Many of the same problems that blighted the sectarian landscape remain rife today. However, it remains unclear if Baghdad is ready to devolve powers to Sunnis.
Furthermore, much of the corruption and deep mistrust that has led to mass protests in the past against the Iraqi government remain.
If Baghdad had a difficult job in enticing the Sunnis before IS, then the roadmap for stability has become even more complicated.
According to the United Nations (UN), in the Old City alone, fighting resulted in the damage of over 5,000 buildings, with 490 destroyed.
Additionally, the UN believes over a billion dollars is required to reinstate basic services.
The sheer destruction of the city and the great suffering of millions of people will leave a deep scar that will be difficult to heal.
The aftermath of IS rule leaves behind not just mass destruction, but new political realities.
The borders between Kurdistan and Iraq have altered significantly, Iranian influence has only deepened, and Sunnis may well seize the opportunity for greater autonomy from Baghdad.
For the sake of long-term stability, Baghdad must make several key concessions, but doubts remain if it has a true post-IS stabilization and reconciliation plan, let alone the means to implement it.

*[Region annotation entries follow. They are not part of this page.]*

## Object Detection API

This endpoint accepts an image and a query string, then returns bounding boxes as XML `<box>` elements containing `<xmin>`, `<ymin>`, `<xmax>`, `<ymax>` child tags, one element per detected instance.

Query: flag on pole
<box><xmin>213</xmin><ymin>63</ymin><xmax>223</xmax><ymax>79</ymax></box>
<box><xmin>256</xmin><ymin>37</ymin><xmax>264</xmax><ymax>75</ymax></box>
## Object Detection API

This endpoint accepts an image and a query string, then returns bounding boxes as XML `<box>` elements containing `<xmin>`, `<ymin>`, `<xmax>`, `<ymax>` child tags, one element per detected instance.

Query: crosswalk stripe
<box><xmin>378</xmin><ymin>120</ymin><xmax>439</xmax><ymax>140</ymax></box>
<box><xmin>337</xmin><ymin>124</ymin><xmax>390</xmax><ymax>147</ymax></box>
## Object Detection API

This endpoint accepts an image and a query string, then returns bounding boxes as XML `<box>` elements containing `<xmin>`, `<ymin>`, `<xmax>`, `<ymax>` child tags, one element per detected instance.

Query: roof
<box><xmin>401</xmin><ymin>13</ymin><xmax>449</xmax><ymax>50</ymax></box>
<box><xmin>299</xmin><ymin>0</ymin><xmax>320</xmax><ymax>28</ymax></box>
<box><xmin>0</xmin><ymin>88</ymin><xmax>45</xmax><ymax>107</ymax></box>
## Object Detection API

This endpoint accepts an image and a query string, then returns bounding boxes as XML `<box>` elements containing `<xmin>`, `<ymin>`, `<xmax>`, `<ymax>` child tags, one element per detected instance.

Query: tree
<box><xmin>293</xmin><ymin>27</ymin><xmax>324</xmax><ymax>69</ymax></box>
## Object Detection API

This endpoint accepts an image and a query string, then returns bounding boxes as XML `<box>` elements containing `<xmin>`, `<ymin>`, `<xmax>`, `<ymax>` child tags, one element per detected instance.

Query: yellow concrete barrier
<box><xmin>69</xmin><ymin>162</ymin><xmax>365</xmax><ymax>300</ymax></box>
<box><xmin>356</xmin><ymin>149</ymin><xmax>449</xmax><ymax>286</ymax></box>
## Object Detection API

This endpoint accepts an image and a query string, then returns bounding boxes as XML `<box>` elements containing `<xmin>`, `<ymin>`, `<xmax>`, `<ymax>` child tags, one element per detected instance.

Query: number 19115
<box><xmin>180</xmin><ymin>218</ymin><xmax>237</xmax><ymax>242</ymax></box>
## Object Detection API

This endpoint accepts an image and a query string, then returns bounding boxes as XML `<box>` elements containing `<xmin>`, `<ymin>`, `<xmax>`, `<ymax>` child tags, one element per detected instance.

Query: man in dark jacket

Atheel al-Nujaifi, the governor of Nineveh when Mosul was captured in 2014, ominously stated: “We are back to where we were before Mosul fell, (because) there is an idea among the hardline Shia leadership to keep the liberated areas as loose areas, with no (local) political leadership, or security organizations, so they can control them.”
Kurdistan Region President Masoud Barzani, while emphasizing victory in Mosul does not equate to a return of stability in Iraq, stated, “I have a big concern about the future of the area. I hope I will be wrong.”
The local composition of future security forces will be vital in achieving any semblance of peace.
The gains against IS can be attributed to Iranian-backed Popular Mobilization Forces (Hashd al-Shaabi) as much as the Iraqi forces.
Reliance on militias sows seeds of further discord and conflict, especially without a strong Sunni military hand in their areas.
The Sahwa or Sunni Awakening Councils showed in 2008, as al-Qaeda was finally driven out of Sunni heartlands, a strong local Sunni force is vital.
However, Baghdad was constantly weary of empowering Sahwa forces, and the hesitancy to include them as part of state forces ultimately backfired.
The US-led coalition should not continuously support, train, and fund Iraqi forces, as it has done since 2003, without key prerequisites met by Baghdad.
Without the great support from the coalition, victory against IS would not be possible.
Likewise, the reconstruction of the battered cities will not be possible without significant international aid.
However, this aid should be provided under the provision of an all-encompassing plan from Baghdad.
As the old saying goes: Prevention is a better cure. Iraqis, along with international powers, can ill afford not to learn great lessons from the bitter fight against IS.
Either way, no matter what happens in the post-IS era, Iraq or its ethnosectarian mosaic will never be the same.